If we encounter contracts/programs that take too long to compile, the first step is to pinpoint what is causing the long compilation times.

If we find that a particular libfunc is taking too much time to compile/optimize, we should consider moving that libfunc to the runtime. First, we need to check if it would give any improvements at all. To do this, we can "fake" a runtime call to trick the compiler into thinking that a particular libfunc is implemented externally. If we just "delete" the libfunc implementation, we may allow the compiler to optimize a lot of instructions away.

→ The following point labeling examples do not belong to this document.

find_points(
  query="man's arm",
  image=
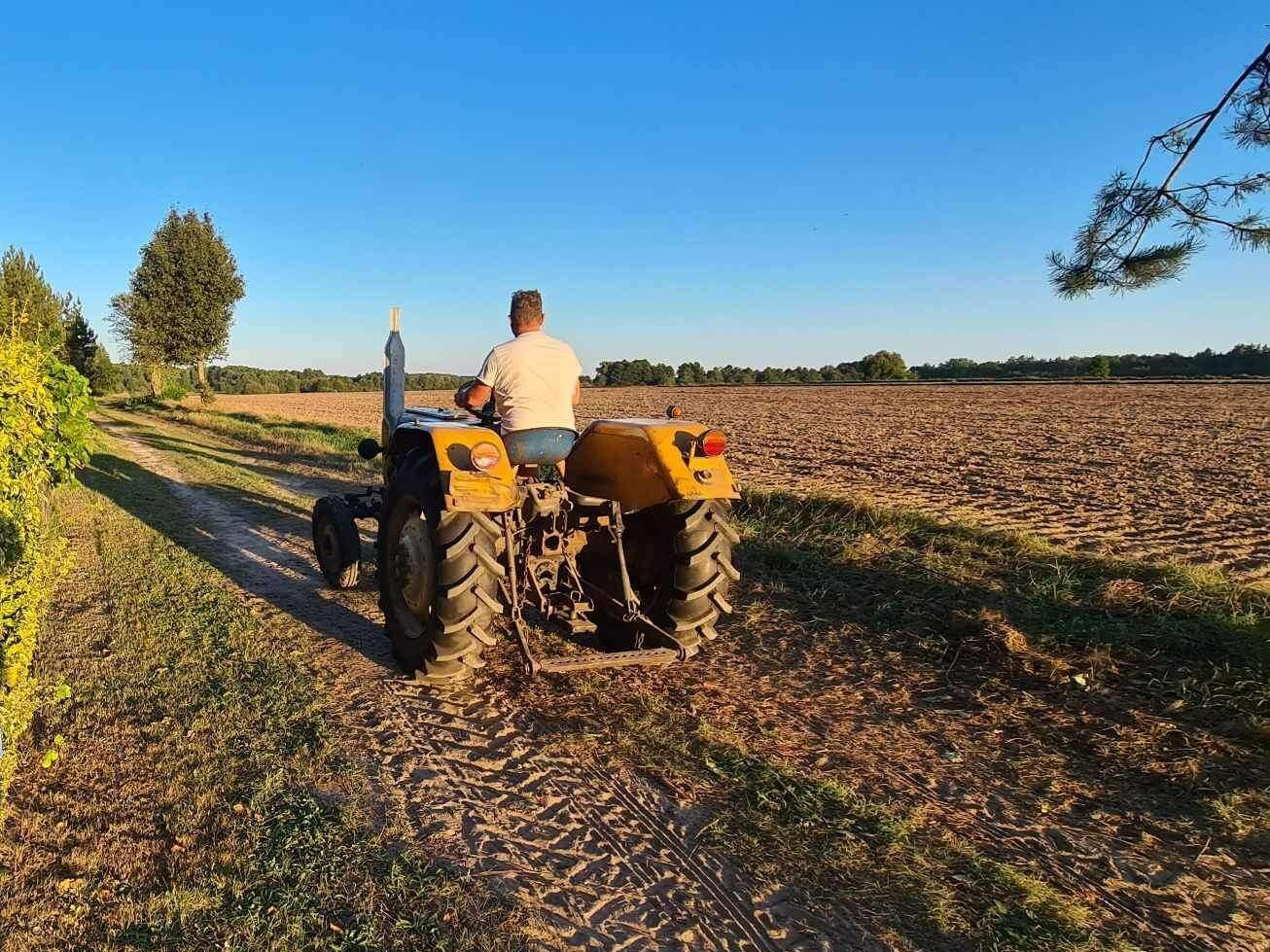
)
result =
(476, 393)
(473, 395)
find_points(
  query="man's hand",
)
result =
(473, 396)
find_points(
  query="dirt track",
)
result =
(1158, 471)
(1105, 797)
(607, 864)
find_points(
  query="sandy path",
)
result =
(607, 864)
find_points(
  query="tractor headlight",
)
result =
(485, 456)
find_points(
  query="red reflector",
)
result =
(713, 443)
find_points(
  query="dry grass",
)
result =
(198, 798)
(968, 739)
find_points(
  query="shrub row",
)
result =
(44, 438)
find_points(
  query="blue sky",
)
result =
(755, 184)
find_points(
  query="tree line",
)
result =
(1241, 360)
(235, 378)
(884, 365)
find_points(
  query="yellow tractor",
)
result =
(623, 531)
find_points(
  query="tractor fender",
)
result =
(644, 462)
(464, 486)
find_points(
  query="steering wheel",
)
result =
(486, 415)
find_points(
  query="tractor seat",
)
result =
(542, 444)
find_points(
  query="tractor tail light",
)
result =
(713, 443)
(485, 456)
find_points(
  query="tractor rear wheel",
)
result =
(439, 577)
(680, 555)
(336, 543)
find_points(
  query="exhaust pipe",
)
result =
(394, 377)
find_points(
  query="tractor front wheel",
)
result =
(439, 577)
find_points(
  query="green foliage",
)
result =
(630, 373)
(885, 365)
(82, 343)
(181, 299)
(1242, 360)
(1114, 250)
(44, 438)
(103, 374)
(1100, 366)
(29, 307)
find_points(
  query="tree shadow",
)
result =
(257, 541)
(241, 460)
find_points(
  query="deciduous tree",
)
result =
(181, 299)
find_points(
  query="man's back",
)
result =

This would hide the actual problem.

For details on how to do this, see the debugging functions `build_mock_runtime_call` and `build_mock_libfunc`. The latter is fully generic, and can be used as a replacement for any libfunc implementation.

For example, to check if the `eval_circuit` libfunc is taking too much time to compile, just replace this:
```rust,ignore
// at src/libfuncs/circuit.rs
CircuitConcreteLibfunc::Eval(info) => {
    build_eval(context, registry, entry, location, helper, metadata, info)
}
```
With this:
```rust,ignore
CircuitConcreteLibfunc::Eval(info) => {
    build_mock_libfunc(context, registry, entry, location, helper, metadata, info.signature())
}
```

Note that sometimes the problem is not a libfunc, but the actual types involved. In these cases mocking a libunc may not help, as doing so would have to operate with those complex types anyway (particularly, loading them from pointers).